Aus der Leistungsbeschreibung muss für die Bieter eindeutig und unmissverständlich hervorgehen, welche Vorgaben sie mit ihrem Angebot zu erfüllen haben. Die Auslegung der Leistungsbeschreibung hat dabei unter Berücksichtigung der Grundsätze der §§ 133, 157 BGB nach dem objektiven Empfängerhorizont aus Sicht des potentiellen Bieters zu erfolgen. Fehlen eindeutige Vorgaben in der Leistungsbeschreibung, darf das Angebot eines Bieters, das lediglich den internen Vorstellungen des Auftraggebers nicht entspricht, nicht wegen einer Abweichung von den Vergabeunterlagen ausgeschlossen werden.

Sachverhalt

Ein öffentlicher Auftraggeber hatte die Ausstattung der Schulen in seinem Stadtgebiet mit interaktiven Tafeln europaweit ausgeschrieben. Die näheren Anforderungen an die Hardware, die Software und die begleitenden Dienstleistungen waren dem Leistungsverzeichnis in Form einer Excel-Tabelle zu entnehmen.
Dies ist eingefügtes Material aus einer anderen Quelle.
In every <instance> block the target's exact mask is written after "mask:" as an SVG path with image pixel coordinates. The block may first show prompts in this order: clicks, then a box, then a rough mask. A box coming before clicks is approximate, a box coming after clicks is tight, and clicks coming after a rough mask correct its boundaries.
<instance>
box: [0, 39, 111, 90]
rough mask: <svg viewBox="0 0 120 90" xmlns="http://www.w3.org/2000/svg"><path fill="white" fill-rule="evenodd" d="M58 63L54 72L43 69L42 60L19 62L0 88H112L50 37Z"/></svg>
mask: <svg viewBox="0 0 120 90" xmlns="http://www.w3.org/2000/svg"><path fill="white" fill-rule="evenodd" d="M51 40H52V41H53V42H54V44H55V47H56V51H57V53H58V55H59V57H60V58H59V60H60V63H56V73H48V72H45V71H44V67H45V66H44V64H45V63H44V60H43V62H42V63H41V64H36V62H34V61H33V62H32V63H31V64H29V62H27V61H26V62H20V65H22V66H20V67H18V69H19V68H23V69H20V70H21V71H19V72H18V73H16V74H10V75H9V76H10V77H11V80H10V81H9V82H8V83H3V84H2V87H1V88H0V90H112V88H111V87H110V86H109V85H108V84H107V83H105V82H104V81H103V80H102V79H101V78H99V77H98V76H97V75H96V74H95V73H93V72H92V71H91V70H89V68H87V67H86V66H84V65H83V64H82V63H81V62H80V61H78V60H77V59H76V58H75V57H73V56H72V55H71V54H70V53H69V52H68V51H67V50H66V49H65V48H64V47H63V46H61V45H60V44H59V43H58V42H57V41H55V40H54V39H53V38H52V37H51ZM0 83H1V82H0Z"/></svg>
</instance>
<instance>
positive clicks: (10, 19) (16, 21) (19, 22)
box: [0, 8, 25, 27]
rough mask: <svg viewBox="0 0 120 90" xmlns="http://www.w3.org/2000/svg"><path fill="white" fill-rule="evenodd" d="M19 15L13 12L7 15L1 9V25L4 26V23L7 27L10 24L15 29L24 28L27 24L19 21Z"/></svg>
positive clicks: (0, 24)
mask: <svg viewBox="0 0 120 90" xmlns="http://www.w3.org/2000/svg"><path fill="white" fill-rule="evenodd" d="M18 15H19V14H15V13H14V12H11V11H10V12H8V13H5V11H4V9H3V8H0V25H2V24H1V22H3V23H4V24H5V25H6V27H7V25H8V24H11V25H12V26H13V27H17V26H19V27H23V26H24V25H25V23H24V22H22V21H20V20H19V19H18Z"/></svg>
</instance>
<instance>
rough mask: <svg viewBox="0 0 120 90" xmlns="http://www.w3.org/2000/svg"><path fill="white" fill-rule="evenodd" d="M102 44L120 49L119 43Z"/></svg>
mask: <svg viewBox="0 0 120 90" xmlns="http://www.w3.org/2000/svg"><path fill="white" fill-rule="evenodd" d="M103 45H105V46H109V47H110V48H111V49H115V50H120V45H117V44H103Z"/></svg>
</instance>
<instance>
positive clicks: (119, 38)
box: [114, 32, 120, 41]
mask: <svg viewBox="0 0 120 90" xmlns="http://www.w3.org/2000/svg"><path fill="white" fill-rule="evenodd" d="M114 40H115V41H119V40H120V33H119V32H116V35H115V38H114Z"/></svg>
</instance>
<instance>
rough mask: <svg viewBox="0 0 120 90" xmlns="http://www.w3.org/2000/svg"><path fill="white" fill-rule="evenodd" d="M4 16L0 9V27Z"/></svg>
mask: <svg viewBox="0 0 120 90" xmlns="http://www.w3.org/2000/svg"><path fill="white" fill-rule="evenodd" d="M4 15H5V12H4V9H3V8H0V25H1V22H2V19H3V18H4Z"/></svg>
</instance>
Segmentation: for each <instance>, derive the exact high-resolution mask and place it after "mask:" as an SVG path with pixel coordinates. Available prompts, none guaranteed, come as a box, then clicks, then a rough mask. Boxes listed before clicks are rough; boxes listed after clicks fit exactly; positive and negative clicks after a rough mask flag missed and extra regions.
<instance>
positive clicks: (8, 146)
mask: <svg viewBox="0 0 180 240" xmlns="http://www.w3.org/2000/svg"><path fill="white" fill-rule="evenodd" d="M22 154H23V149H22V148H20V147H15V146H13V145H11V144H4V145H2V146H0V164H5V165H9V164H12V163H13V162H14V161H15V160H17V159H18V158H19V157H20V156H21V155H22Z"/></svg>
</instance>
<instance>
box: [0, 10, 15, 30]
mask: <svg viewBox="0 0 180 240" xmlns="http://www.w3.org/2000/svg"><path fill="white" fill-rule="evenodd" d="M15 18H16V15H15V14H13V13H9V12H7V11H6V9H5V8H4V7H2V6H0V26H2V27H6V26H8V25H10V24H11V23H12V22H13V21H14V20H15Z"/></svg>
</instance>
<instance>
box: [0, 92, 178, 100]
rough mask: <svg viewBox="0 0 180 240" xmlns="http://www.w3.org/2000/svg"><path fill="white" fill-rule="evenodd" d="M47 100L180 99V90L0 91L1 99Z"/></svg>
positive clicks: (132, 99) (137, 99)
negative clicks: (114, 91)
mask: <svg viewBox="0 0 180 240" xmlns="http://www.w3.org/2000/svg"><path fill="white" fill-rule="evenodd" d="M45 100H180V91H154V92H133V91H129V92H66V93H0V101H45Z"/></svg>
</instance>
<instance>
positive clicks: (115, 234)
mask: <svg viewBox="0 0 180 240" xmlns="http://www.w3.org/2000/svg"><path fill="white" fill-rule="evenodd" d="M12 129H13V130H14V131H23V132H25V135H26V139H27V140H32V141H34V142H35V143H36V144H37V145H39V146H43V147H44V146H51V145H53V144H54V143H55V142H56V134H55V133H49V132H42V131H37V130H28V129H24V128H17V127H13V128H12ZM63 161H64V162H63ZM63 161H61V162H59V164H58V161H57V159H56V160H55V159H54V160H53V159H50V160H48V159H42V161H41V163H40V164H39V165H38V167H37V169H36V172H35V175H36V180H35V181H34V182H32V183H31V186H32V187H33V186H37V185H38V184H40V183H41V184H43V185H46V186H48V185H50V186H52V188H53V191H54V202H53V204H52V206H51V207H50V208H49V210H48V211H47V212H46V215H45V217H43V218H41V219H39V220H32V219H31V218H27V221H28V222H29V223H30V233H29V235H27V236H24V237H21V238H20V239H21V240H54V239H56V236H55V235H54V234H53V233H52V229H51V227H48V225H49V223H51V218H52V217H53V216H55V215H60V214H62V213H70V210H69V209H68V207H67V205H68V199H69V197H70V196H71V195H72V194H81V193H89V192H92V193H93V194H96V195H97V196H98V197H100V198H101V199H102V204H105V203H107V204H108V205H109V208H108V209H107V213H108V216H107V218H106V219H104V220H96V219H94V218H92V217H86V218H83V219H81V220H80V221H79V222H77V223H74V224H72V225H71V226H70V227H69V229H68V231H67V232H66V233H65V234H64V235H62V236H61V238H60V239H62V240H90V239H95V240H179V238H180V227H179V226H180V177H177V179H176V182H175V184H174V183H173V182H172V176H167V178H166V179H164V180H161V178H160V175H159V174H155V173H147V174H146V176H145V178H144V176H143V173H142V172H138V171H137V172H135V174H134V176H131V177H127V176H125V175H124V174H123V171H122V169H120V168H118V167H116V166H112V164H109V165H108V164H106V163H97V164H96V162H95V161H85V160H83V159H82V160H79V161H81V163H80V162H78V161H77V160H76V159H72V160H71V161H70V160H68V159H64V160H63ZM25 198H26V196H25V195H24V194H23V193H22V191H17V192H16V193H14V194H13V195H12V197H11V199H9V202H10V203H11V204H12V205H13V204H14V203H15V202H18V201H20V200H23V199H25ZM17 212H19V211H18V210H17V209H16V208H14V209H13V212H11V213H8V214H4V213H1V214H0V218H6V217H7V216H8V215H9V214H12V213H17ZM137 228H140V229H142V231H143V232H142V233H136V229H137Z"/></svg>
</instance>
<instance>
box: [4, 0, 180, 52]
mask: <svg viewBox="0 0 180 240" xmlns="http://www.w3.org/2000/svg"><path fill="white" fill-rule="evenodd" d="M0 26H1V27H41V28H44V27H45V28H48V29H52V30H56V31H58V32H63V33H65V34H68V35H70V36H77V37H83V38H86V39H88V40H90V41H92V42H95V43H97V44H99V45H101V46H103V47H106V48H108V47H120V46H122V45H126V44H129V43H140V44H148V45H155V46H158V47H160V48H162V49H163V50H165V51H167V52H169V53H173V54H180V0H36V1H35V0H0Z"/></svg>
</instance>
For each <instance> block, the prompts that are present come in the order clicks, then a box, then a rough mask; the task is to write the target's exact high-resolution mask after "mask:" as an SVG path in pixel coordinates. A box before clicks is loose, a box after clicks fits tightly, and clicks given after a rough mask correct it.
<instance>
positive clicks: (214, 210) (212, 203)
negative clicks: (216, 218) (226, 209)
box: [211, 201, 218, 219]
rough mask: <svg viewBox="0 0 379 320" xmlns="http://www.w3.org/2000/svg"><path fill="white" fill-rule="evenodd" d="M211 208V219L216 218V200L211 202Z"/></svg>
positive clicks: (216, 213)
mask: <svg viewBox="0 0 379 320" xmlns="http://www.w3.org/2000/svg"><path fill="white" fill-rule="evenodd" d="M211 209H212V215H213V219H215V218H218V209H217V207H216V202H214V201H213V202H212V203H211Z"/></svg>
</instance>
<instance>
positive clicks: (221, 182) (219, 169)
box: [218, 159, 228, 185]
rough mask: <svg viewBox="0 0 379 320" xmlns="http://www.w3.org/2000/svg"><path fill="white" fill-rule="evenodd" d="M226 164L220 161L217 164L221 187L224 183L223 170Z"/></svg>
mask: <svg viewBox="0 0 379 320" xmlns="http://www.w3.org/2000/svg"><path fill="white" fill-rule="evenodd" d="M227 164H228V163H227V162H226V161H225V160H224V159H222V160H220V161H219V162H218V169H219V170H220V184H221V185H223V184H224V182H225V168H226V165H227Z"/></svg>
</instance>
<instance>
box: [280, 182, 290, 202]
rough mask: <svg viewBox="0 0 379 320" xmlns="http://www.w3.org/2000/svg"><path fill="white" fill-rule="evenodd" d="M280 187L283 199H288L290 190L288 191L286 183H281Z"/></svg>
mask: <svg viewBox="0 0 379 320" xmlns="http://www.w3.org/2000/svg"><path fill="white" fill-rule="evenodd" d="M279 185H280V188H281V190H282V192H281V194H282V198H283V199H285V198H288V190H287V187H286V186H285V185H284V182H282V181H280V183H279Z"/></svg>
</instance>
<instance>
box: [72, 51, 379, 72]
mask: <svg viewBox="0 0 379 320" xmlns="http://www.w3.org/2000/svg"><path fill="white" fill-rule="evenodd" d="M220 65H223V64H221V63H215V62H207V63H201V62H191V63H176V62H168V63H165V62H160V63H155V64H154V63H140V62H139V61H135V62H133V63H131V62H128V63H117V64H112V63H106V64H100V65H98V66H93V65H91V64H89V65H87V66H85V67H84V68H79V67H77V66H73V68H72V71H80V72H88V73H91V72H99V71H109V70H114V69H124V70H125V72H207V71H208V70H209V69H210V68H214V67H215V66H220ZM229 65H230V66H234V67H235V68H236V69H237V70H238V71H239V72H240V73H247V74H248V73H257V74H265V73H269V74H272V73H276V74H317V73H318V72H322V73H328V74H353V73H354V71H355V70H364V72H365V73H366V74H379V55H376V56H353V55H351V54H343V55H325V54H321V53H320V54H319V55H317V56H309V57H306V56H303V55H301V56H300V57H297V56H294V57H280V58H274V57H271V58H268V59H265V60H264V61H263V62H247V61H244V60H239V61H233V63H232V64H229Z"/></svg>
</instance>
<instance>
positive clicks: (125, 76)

Ziff. 1 der Tabelle enthielt 28 Spezifikationen für die interaktiven Tafeln. U.a. in Ziff. 1.23: eine Spezifikation "Ablagefläche für Stifte und Schwämme unterhalb des Displays".

Unter Ziff. 6 fanden sich 13 Spezifikationen für die Wandhalterung aufgelistet. Die Wandhalterung sollte danach eine manuelle Höhenverstellung für die Displays verfügen.

Unter Ziff. 14.1 wurde gefordert: "Deutschsprachige Telefonhotline in der Zeit von 8.00 Uhr bis 17.00 Uhr Montag bis Freitag, sowohl vom Hersteller als auch vom Bieter"

Bei den genannten Spezifikationen handelte es sich um Ausschlusskriterien.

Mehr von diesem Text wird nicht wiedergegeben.